The man had blocked her way outside and said, “How can you refuse? Don’t you realize the outcome?” And she had replied with an asperity he had not expected, “For me any outcome is preferable to being married to you.”

After finishing her studies, she had wanted something to do to fill her spare time, so she had worked as a teacher. Chances to marry had come time after time, but she had turned her back on them all.

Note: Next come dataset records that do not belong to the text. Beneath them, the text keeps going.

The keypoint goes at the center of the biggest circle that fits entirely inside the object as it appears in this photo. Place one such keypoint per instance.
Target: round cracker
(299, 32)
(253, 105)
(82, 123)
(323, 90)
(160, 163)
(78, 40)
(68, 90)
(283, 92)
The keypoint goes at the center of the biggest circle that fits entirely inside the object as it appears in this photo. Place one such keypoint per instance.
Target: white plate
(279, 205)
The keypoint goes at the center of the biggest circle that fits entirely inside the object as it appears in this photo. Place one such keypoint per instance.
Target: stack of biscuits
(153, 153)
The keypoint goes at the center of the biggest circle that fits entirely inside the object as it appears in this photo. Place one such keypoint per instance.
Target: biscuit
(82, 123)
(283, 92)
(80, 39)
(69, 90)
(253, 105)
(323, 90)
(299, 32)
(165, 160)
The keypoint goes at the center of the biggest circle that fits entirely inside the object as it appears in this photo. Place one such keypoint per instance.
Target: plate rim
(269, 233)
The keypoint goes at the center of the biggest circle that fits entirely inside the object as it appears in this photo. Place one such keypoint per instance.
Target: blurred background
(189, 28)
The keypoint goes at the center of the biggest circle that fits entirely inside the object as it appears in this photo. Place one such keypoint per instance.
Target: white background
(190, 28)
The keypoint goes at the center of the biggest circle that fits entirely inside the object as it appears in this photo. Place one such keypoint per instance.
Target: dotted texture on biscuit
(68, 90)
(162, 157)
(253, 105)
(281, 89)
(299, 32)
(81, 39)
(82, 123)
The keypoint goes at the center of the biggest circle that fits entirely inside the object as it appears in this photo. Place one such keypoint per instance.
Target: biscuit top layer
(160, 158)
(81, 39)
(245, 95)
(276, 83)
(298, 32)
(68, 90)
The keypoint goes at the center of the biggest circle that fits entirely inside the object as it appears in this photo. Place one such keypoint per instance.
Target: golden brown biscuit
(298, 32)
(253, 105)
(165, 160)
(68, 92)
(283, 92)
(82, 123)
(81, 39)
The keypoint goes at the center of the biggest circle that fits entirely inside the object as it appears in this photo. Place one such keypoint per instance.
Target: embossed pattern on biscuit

“Does no one please you?” her mother asked her.

“I know what I’m doing,” she had said gently.

“But time is going by.”

“Let it go as it pleases, I am content.”

*

Day by day she becomes older. She avoids love, fears it. With all her strength she hopes that life will pass calmly, peacefully, rather than happily. She goes on persuading herself that happiness is not confined to love and motherhood. Never has she regretted her firm decision. Who knows what the morrow holds? But she was certainly unhappy that he should again make his appearance in her life, that she would be dealing with him day after day, and that he would be making of the past a living and painful present.

Then, the first time he was alone with her in his room, he asked her, “How are you?”

She answered coldly, “I’m fine.”

He hesitated slightly before inquiring, “Have you not … I mean, did you get married?”

In the tone of someone intent on cutting short a conversation, she said, “I told you, I’m fine.”